La Poste condamnée pour contrefaçon de logiciel

La Poste condamnée pour contrefaçon de logiciel

Ce qu’il faut retenir

Dans un arrêt du 8 décembre 2023, la cour d’appel de Paris a confirmé la condamnation de La Poste pour contrefaçon de logiciel.
Après avoir déduit que l’éditeur d’un logiciel utilisé dans une solution développée avec La Poste est fondé à agir sur le fondement de la contrefaçon, et reconnu le caractère original du logiciel, la cour a décidé que la mise à disposition au public par La Poste sur Google Play de la solution intégrant le logiciel litigieux, alors que le contrat n’autorisait qu’une utilisation dans un environnement de test, était constitutive de contrefaçon.



1. Les faits

La société Lundi Matin édite des logiciels et applications mobiles, notamment un ERP open source dénommé LMB et un logiciel de caisse dénommé “Rovercash”, à destination du commerce de détail.

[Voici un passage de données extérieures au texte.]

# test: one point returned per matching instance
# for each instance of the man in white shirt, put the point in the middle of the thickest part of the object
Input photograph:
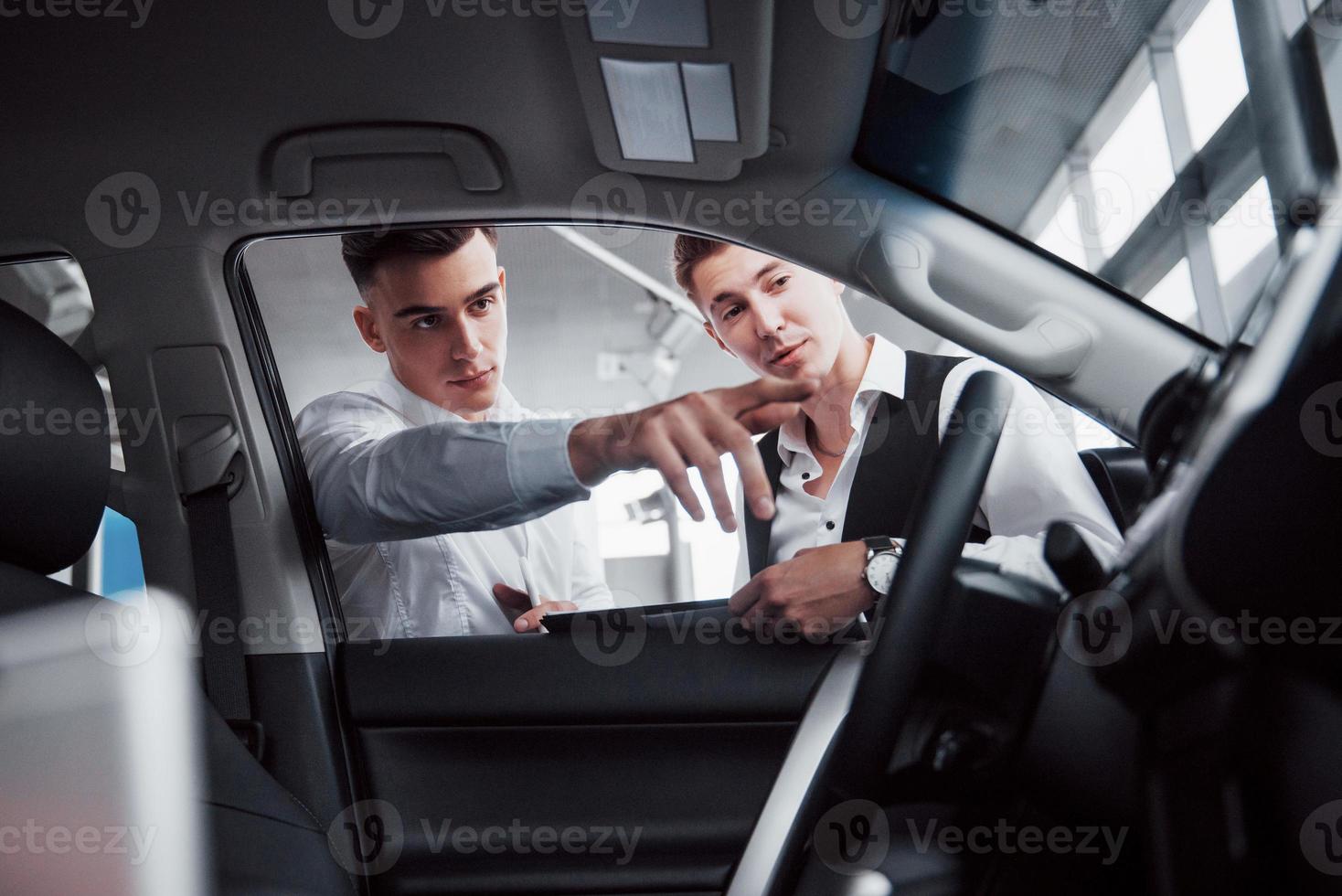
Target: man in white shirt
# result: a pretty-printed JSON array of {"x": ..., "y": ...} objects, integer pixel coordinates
[
  {"x": 848, "y": 467},
  {"x": 432, "y": 483}
]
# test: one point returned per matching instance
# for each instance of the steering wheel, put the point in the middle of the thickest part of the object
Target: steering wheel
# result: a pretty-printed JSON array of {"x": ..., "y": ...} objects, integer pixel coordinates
[{"x": 888, "y": 680}]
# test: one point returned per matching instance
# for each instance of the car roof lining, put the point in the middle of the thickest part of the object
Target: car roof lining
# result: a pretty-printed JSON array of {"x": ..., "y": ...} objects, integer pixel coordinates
[{"x": 208, "y": 141}]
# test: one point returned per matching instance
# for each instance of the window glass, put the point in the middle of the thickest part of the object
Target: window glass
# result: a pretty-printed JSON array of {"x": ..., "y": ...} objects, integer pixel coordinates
[
  {"x": 1060, "y": 129},
  {"x": 1243, "y": 232},
  {"x": 1130, "y": 173},
  {"x": 630, "y": 347},
  {"x": 1210, "y": 70},
  {"x": 1173, "y": 295},
  {"x": 1063, "y": 235}
]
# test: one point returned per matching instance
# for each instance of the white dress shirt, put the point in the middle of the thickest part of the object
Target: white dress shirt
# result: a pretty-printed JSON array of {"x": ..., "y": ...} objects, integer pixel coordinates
[
  {"x": 1037, "y": 476},
  {"x": 426, "y": 511}
]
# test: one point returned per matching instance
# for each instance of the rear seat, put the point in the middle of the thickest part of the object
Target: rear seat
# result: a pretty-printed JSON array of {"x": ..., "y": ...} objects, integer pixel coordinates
[{"x": 261, "y": 840}]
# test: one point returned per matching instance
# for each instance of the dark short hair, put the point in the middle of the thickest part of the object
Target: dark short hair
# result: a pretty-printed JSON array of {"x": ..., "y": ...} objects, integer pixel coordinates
[
  {"x": 363, "y": 252},
  {"x": 687, "y": 254}
]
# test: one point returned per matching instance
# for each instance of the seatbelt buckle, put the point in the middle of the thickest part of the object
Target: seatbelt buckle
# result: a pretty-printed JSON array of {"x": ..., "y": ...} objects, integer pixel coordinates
[
  {"x": 209, "y": 453},
  {"x": 251, "y": 734}
]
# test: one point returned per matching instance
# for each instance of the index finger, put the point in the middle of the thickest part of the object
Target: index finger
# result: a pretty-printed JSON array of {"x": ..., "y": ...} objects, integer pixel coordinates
[
  {"x": 754, "y": 482},
  {"x": 765, "y": 390},
  {"x": 745, "y": 597}
]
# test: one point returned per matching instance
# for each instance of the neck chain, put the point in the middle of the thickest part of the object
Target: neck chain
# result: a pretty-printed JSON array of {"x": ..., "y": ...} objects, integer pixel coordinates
[{"x": 820, "y": 447}]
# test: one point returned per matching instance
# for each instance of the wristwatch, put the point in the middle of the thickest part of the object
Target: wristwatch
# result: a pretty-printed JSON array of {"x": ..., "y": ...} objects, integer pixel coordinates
[{"x": 882, "y": 559}]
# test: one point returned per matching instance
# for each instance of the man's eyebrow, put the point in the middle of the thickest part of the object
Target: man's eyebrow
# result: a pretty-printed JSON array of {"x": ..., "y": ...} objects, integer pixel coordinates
[
  {"x": 438, "y": 309},
  {"x": 419, "y": 309},
  {"x": 765, "y": 272}
]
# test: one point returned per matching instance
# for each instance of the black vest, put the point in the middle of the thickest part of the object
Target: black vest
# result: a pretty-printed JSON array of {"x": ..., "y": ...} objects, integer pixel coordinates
[{"x": 897, "y": 456}]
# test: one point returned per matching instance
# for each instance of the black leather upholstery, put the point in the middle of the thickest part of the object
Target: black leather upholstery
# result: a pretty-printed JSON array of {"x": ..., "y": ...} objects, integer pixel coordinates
[
  {"x": 54, "y": 447},
  {"x": 54, "y": 482}
]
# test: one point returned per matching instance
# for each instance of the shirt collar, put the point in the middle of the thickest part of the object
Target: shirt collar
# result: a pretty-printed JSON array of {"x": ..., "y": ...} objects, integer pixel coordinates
[
  {"x": 421, "y": 412},
  {"x": 885, "y": 372}
]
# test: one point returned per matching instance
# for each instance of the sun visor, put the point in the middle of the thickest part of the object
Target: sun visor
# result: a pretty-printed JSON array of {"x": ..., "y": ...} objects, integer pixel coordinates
[{"x": 674, "y": 88}]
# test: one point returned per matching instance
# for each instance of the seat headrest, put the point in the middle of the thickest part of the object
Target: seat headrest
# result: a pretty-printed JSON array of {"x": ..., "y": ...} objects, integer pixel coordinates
[{"x": 55, "y": 455}]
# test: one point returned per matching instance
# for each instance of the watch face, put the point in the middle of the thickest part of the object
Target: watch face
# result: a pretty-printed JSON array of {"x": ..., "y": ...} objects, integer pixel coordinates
[{"x": 880, "y": 571}]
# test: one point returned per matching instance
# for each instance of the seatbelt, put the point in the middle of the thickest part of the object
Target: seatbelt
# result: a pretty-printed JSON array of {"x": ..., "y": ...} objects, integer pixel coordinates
[{"x": 214, "y": 560}]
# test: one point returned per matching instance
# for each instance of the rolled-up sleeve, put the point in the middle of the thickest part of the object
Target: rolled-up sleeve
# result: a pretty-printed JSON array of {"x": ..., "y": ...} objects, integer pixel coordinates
[
  {"x": 375, "y": 479},
  {"x": 1037, "y": 478}
]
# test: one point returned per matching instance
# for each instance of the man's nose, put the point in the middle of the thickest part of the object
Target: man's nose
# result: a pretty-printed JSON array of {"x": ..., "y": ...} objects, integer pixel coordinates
[
  {"x": 768, "y": 319},
  {"x": 466, "y": 347}
]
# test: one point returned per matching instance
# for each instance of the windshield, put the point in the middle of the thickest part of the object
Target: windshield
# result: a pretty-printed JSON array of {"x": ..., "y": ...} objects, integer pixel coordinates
[{"x": 1115, "y": 134}]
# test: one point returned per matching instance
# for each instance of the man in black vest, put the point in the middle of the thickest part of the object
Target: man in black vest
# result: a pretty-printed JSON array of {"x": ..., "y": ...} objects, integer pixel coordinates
[{"x": 846, "y": 470}]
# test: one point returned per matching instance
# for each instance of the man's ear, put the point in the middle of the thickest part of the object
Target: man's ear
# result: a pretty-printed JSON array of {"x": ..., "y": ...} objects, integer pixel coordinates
[
  {"x": 367, "y": 325},
  {"x": 708, "y": 327}
]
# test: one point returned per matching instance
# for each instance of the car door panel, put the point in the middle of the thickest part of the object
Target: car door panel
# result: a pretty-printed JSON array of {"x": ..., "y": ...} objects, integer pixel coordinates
[{"x": 667, "y": 754}]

Depuis 2012, La Poste a adopté une stratégie de développement de services pour le commerce et l’e-commerce, matérialisée par la solution “Genius”, développée avec la société Lundi Matin. A cette fin, quatre contrats ont été conclus entre les deux sociétés entre 2015 et 2017 : contrat de test (proof of concept) de la solution, contrat de développement et d’interconnection des logiciels LMB et Rovercash avec un front office commerçants, et deux contrats de développement et d’adaptation des logiciels LMB, Intra LM, Rovercash et prestations associées, le dernier contrat ayant expiré le 6 avril 2017.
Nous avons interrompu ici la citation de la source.